仕事やキャリアに対して独立心を持てることが、一番の財産だという考え方

働いている人の幸福度を決めるのはなにか

私の周りには、ポスドクをしたり会社勤めをしたりしていて、とても幸せそうな人とそうでない人、両方がいます。

長い間、その違いは何に起因するのかという疑問をずっと抱いていました。

可能性のあるポイントをまとめると、次のようになります。

 

時間的余裕: これは説明できません。暇な人と忙しい人、どちらのグループにも幸せそうな人とそうでない人は同じくらいいます。

経済的余裕: ある程度は正の相関がありますが、一定の水準を超えると、これもまた相関がなくなると感じています。

職の安定: 任期付きポストでも自信と幸福度に満ちあふれている人もいるし、大企業に勤めていてもつまらない日々を嘆いている人もいて、これでは説明できません。

家庭の充実度: これも関係はないと感じています。中年で独身の人でも幸せそうな人も、順調に家庭を育んでいてもつまらなさそうに働く人も、両方います。

 

最近になって、「根本的な違いはここにあるのではないか」というのを感じるようになりました。それは、

勤め先(会社でも大学でも)に依存せず、精神的な独立心を持っている、

ということです。

※精神的というのを強調したのは、副業を持つという意味では決してないからです。

 

従属ではなく独立

肝心なのは、勤め先を「養ってもらう場」「評価されるよう努力しなければいけない場」という従属の意識で捉えるのではなく、

「タスクをこなしつつやりたい事ができる場」「スキルアップの機会がある所」「求められる人材として期待に応える場」という、利害関係が一致する場として捉えることです。

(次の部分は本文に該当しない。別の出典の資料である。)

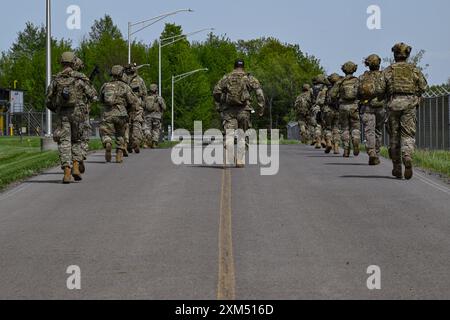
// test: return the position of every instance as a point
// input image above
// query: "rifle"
(94, 73)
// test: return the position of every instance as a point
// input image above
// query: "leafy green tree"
(25, 63)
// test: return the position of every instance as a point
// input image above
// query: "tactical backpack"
(110, 94)
(66, 91)
(152, 104)
(236, 89)
(403, 79)
(368, 86)
(349, 89)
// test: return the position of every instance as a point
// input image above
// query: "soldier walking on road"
(332, 124)
(320, 88)
(372, 103)
(136, 122)
(405, 85)
(302, 108)
(349, 110)
(85, 125)
(117, 99)
(154, 111)
(233, 93)
(67, 95)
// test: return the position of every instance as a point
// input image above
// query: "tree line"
(282, 68)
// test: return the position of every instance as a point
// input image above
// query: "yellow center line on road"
(227, 281)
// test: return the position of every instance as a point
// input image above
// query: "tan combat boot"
(67, 175)
(329, 146)
(408, 168)
(76, 174)
(397, 171)
(318, 143)
(119, 156)
(240, 164)
(347, 153)
(336, 148)
(373, 158)
(108, 153)
(356, 149)
(82, 167)
(136, 149)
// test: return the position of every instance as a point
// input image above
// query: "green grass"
(435, 161)
(20, 159)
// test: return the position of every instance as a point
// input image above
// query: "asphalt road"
(148, 229)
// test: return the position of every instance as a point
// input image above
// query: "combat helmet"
(306, 87)
(130, 68)
(117, 71)
(153, 88)
(239, 64)
(321, 79)
(78, 64)
(349, 67)
(401, 51)
(333, 78)
(373, 62)
(68, 58)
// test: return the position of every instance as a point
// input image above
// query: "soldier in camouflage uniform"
(302, 108)
(85, 125)
(320, 88)
(139, 88)
(67, 95)
(372, 103)
(405, 85)
(154, 111)
(233, 93)
(349, 110)
(332, 124)
(117, 99)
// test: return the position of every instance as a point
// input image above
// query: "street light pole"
(170, 41)
(49, 60)
(175, 79)
(147, 23)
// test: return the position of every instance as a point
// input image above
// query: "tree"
(104, 27)
(25, 63)
(415, 59)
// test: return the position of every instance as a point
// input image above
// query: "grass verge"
(22, 158)
(434, 161)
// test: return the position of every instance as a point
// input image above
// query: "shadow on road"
(367, 177)
(45, 181)
(346, 164)
(207, 167)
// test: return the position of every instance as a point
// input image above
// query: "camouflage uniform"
(349, 110)
(67, 95)
(117, 99)
(372, 102)
(319, 102)
(85, 125)
(236, 106)
(331, 117)
(302, 108)
(405, 85)
(154, 111)
(136, 122)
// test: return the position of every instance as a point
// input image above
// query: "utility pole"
(49, 61)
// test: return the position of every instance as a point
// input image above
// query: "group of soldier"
(132, 117)
(332, 111)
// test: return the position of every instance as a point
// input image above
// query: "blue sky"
(333, 31)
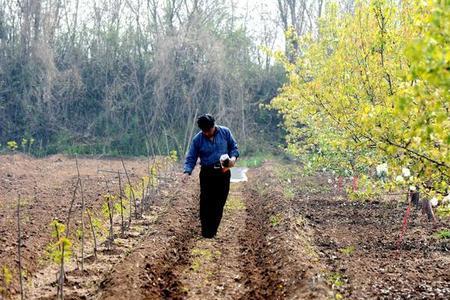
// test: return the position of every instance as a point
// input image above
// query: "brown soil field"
(307, 242)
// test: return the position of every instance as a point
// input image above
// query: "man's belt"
(216, 166)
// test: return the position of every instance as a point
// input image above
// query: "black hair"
(205, 122)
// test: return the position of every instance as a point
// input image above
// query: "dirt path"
(215, 270)
(249, 259)
(283, 236)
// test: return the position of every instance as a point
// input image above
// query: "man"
(218, 152)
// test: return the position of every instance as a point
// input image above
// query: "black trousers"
(214, 189)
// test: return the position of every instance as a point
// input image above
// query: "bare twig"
(82, 214)
(93, 233)
(19, 250)
(132, 192)
(69, 215)
(122, 226)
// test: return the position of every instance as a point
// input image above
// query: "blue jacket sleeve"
(191, 157)
(232, 146)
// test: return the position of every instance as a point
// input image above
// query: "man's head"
(206, 123)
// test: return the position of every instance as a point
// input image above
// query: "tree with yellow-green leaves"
(373, 88)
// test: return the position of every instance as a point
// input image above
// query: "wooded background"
(129, 76)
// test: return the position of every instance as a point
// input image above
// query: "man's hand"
(185, 178)
(232, 162)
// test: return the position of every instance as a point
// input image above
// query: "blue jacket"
(210, 151)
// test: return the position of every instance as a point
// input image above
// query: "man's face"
(210, 132)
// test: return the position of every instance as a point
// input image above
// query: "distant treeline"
(129, 77)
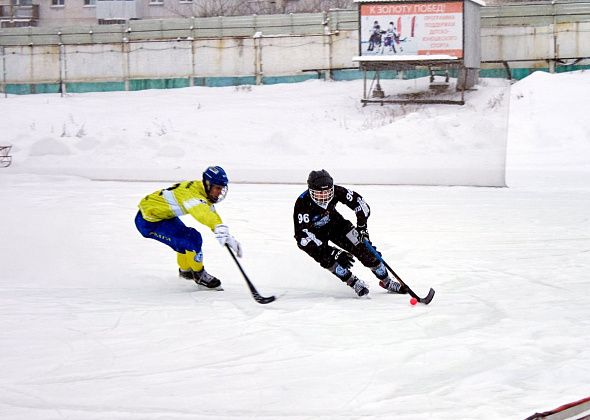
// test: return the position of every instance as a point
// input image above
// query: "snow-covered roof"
(480, 2)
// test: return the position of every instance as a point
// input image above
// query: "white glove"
(223, 236)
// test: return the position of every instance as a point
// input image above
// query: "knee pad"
(192, 241)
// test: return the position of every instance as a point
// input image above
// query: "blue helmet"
(215, 175)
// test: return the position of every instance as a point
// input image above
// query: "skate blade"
(212, 289)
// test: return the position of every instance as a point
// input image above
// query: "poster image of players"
(434, 28)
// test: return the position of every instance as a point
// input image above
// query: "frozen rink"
(95, 324)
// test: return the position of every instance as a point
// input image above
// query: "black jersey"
(309, 217)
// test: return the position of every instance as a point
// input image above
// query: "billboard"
(433, 28)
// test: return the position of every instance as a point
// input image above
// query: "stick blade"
(263, 300)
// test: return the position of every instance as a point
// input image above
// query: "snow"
(95, 324)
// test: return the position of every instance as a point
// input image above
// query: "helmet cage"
(322, 197)
(208, 185)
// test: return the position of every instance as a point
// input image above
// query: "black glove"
(363, 233)
(345, 259)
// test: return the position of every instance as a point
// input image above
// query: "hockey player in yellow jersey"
(158, 218)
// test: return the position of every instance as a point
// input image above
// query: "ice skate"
(358, 285)
(204, 280)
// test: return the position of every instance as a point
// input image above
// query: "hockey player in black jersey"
(317, 222)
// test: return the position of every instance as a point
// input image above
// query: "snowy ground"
(94, 323)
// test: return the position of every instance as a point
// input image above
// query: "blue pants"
(171, 232)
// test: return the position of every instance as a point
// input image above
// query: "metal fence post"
(62, 69)
(4, 71)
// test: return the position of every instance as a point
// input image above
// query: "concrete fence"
(264, 50)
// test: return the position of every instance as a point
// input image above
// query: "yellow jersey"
(188, 197)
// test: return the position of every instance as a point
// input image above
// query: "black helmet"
(321, 187)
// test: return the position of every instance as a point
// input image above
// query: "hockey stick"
(425, 300)
(260, 299)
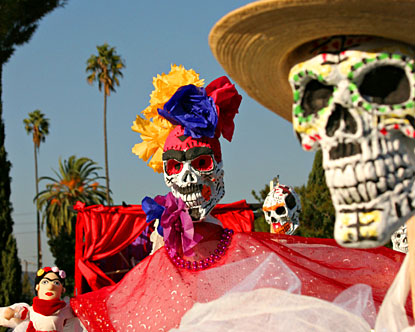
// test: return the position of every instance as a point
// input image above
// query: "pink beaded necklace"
(214, 257)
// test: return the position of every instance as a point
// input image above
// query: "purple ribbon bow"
(176, 222)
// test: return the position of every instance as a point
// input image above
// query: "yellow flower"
(165, 85)
(153, 134)
(154, 129)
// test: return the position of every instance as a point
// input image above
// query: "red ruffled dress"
(157, 293)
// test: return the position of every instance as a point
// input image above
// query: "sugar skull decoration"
(181, 133)
(355, 99)
(400, 240)
(282, 208)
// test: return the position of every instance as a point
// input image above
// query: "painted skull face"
(356, 100)
(195, 177)
(282, 209)
(400, 240)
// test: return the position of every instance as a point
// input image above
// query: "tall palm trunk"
(39, 240)
(106, 150)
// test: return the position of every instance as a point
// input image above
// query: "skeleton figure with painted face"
(193, 171)
(282, 209)
(355, 98)
(183, 136)
(400, 240)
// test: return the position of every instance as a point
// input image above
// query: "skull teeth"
(191, 195)
(190, 189)
(363, 182)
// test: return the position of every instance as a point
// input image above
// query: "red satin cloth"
(155, 294)
(103, 231)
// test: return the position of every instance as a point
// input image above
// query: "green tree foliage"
(37, 125)
(317, 216)
(76, 180)
(18, 22)
(105, 68)
(19, 19)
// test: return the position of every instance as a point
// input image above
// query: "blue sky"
(48, 74)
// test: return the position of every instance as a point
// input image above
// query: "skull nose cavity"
(343, 150)
(341, 119)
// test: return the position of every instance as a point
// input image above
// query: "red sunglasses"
(203, 163)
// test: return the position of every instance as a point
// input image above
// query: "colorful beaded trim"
(214, 257)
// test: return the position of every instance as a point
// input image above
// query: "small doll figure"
(48, 313)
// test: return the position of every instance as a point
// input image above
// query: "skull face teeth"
(357, 104)
(191, 195)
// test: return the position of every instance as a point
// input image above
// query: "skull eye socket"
(387, 85)
(316, 96)
(280, 210)
(290, 201)
(203, 163)
(172, 166)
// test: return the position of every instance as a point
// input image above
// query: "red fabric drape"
(103, 231)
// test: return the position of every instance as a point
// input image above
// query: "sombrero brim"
(259, 43)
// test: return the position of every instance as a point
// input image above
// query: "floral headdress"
(182, 114)
(180, 100)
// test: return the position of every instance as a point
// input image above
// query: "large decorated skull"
(193, 171)
(282, 209)
(355, 98)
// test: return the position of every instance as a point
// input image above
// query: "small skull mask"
(400, 240)
(355, 99)
(193, 173)
(282, 209)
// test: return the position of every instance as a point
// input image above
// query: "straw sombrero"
(259, 43)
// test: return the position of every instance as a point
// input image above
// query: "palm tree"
(105, 68)
(37, 125)
(76, 180)
(18, 21)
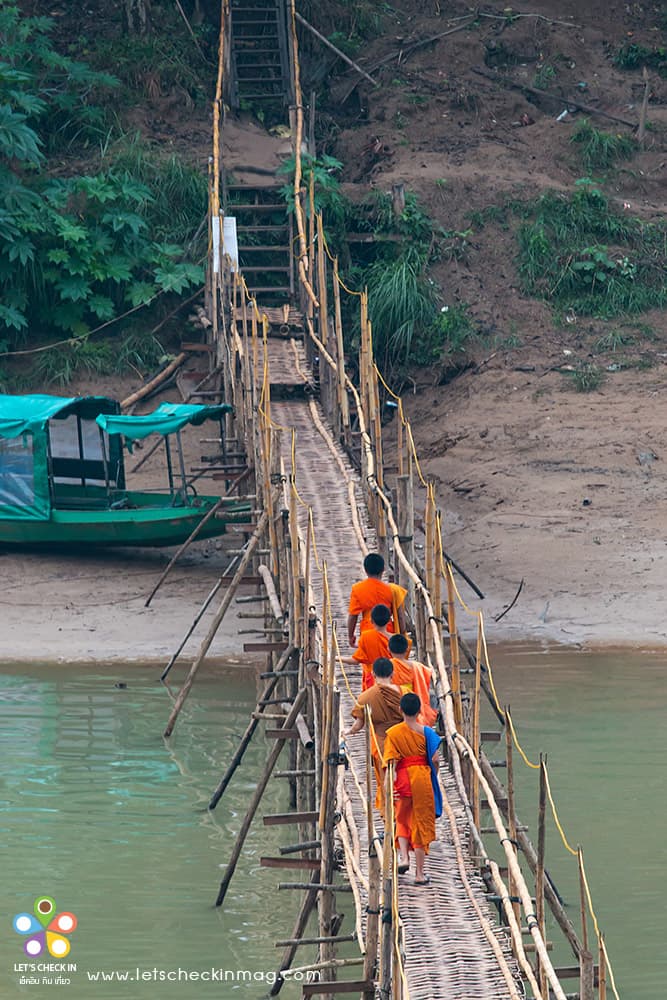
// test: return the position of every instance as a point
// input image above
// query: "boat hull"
(142, 525)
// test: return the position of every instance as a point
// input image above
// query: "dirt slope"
(562, 489)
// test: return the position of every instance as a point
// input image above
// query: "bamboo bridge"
(312, 437)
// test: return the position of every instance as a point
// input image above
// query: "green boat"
(62, 475)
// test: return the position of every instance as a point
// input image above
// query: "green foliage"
(544, 76)
(580, 253)
(400, 302)
(327, 194)
(75, 252)
(41, 88)
(164, 62)
(179, 193)
(632, 56)
(601, 150)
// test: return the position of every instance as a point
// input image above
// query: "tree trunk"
(137, 17)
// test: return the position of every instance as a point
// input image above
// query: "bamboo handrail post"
(308, 904)
(602, 974)
(256, 798)
(327, 950)
(511, 812)
(539, 875)
(250, 729)
(453, 647)
(374, 873)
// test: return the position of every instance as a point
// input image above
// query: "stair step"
(264, 270)
(273, 247)
(257, 208)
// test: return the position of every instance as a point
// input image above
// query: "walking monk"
(366, 594)
(411, 675)
(383, 699)
(417, 793)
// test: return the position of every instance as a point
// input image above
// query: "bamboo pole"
(539, 875)
(453, 647)
(602, 975)
(374, 874)
(307, 906)
(343, 401)
(154, 382)
(387, 942)
(256, 798)
(215, 624)
(192, 536)
(251, 727)
(475, 734)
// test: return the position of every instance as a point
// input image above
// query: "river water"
(600, 718)
(100, 813)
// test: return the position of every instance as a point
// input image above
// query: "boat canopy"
(29, 414)
(168, 418)
(47, 441)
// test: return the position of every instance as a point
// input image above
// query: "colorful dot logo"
(43, 930)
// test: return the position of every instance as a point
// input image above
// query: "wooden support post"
(539, 874)
(327, 950)
(406, 528)
(256, 798)
(215, 624)
(454, 646)
(374, 872)
(251, 727)
(307, 906)
(602, 974)
(387, 936)
(343, 399)
(474, 741)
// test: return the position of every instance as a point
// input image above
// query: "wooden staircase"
(260, 59)
(264, 235)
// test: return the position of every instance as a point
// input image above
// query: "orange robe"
(383, 701)
(415, 806)
(367, 593)
(372, 644)
(413, 676)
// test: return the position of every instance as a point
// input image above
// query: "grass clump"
(587, 377)
(633, 56)
(600, 150)
(579, 253)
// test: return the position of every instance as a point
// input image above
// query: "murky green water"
(601, 720)
(100, 813)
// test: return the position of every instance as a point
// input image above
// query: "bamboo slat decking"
(447, 955)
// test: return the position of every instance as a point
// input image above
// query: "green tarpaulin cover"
(21, 414)
(167, 419)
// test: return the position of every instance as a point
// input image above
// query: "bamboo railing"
(352, 410)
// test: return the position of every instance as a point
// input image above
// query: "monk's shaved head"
(382, 667)
(380, 615)
(411, 704)
(374, 564)
(398, 644)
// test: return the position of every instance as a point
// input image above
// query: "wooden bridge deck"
(447, 953)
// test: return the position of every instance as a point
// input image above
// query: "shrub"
(600, 150)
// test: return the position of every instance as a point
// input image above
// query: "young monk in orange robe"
(417, 794)
(411, 675)
(383, 699)
(373, 643)
(366, 594)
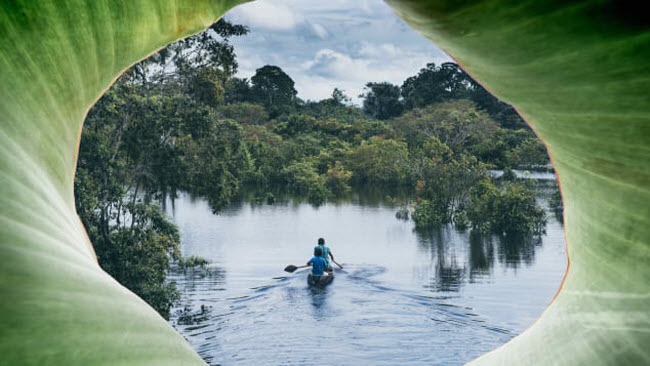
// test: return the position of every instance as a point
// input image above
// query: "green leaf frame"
(578, 72)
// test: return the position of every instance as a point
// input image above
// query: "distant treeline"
(181, 121)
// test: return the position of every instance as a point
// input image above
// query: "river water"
(403, 297)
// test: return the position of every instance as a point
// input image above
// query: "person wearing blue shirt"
(327, 253)
(317, 263)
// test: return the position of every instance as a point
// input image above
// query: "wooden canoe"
(320, 281)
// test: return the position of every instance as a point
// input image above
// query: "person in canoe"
(317, 263)
(327, 254)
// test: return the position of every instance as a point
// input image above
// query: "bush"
(511, 209)
(427, 214)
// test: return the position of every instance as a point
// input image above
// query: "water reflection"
(452, 265)
(422, 297)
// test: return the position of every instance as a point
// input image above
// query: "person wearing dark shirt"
(326, 253)
(317, 263)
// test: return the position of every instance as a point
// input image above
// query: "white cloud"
(266, 15)
(335, 43)
(319, 30)
(379, 50)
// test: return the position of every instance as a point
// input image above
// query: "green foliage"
(192, 262)
(510, 209)
(245, 113)
(338, 178)
(382, 100)
(274, 89)
(435, 84)
(379, 161)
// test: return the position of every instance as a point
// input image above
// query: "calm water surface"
(441, 297)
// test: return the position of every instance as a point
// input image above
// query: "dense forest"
(182, 121)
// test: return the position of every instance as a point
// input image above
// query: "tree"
(435, 84)
(382, 100)
(274, 89)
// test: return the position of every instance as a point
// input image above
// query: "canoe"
(320, 281)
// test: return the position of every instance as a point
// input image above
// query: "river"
(403, 297)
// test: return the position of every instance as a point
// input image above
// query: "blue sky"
(323, 44)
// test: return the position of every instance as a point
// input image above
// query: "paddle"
(335, 262)
(291, 268)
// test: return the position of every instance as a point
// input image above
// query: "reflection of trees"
(481, 255)
(515, 249)
(446, 247)
(448, 274)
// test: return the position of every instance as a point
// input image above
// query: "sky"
(323, 44)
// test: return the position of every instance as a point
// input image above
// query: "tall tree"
(382, 100)
(274, 89)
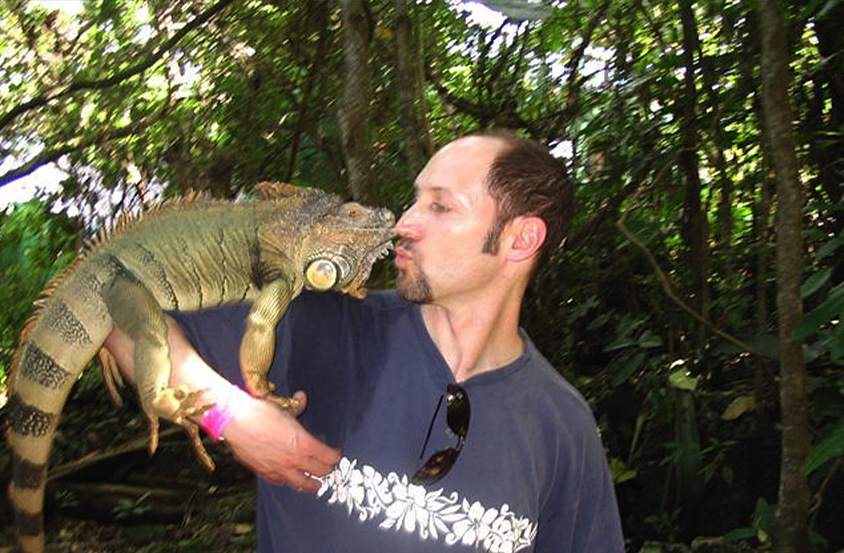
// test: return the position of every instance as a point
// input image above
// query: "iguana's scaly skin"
(183, 256)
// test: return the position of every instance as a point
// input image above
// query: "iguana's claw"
(261, 388)
(177, 405)
(289, 404)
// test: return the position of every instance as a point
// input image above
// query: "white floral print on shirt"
(395, 504)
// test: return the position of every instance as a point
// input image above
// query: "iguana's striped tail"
(55, 346)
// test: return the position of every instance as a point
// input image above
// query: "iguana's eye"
(321, 274)
(325, 273)
(352, 210)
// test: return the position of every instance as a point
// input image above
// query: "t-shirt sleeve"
(582, 512)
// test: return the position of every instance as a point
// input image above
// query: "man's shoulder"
(547, 382)
(375, 300)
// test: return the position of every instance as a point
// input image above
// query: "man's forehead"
(459, 164)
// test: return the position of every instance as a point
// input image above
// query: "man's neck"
(475, 337)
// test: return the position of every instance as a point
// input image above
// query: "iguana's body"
(182, 257)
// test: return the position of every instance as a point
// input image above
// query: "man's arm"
(264, 438)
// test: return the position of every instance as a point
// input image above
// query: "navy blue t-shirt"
(532, 475)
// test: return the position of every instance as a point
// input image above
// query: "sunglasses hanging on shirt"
(458, 413)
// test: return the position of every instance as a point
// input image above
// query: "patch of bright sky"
(46, 179)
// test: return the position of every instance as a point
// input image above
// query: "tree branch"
(118, 77)
(669, 291)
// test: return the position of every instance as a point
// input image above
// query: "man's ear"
(527, 235)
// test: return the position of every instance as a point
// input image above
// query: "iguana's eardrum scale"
(185, 255)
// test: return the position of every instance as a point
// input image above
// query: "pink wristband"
(216, 420)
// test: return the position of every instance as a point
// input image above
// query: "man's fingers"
(301, 481)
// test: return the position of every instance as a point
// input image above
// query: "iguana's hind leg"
(135, 311)
(258, 346)
(111, 376)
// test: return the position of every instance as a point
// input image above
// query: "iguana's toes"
(177, 404)
(153, 434)
(198, 448)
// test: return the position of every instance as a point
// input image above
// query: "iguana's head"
(334, 244)
(343, 244)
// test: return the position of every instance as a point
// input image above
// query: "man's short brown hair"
(525, 179)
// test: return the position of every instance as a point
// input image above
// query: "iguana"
(183, 256)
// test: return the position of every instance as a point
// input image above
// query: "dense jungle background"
(696, 304)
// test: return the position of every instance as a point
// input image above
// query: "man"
(454, 430)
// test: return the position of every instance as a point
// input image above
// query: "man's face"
(441, 236)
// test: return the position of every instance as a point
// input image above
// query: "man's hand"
(269, 441)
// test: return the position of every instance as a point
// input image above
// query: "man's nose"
(409, 223)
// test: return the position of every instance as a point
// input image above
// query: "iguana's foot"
(177, 405)
(259, 387)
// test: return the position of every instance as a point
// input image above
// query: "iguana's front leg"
(258, 346)
(135, 311)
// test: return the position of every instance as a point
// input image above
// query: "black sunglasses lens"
(458, 411)
(437, 466)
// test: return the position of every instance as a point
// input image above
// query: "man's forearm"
(263, 437)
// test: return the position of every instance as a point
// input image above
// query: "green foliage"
(35, 246)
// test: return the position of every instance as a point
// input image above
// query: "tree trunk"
(695, 220)
(791, 527)
(411, 100)
(319, 12)
(354, 113)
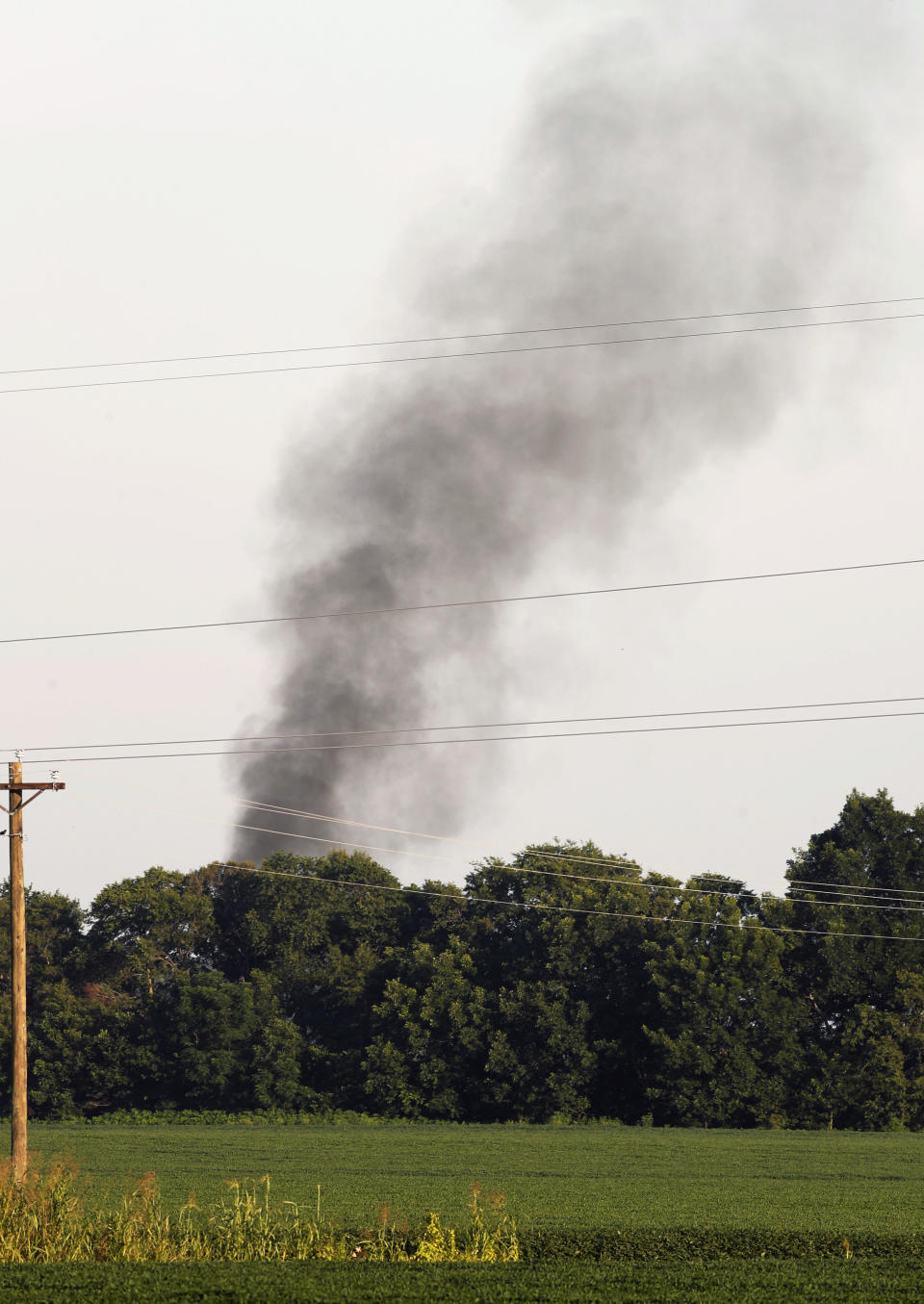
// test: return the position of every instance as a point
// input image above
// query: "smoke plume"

こうした考え方を持っている人ほど幸福度が高い、と実感するようになりました。

 

この考え方を実践するために必要なことは、

今の職場を離れることになっても、次のメシの種を見つけられるよう、十分な実績やスキルを身につけようとする姿勢だと思います。

基本的には、実績を積む=勤め先のニーズに応える という図式が成り立つのですから、このwin-winの関係が構築できるはずです。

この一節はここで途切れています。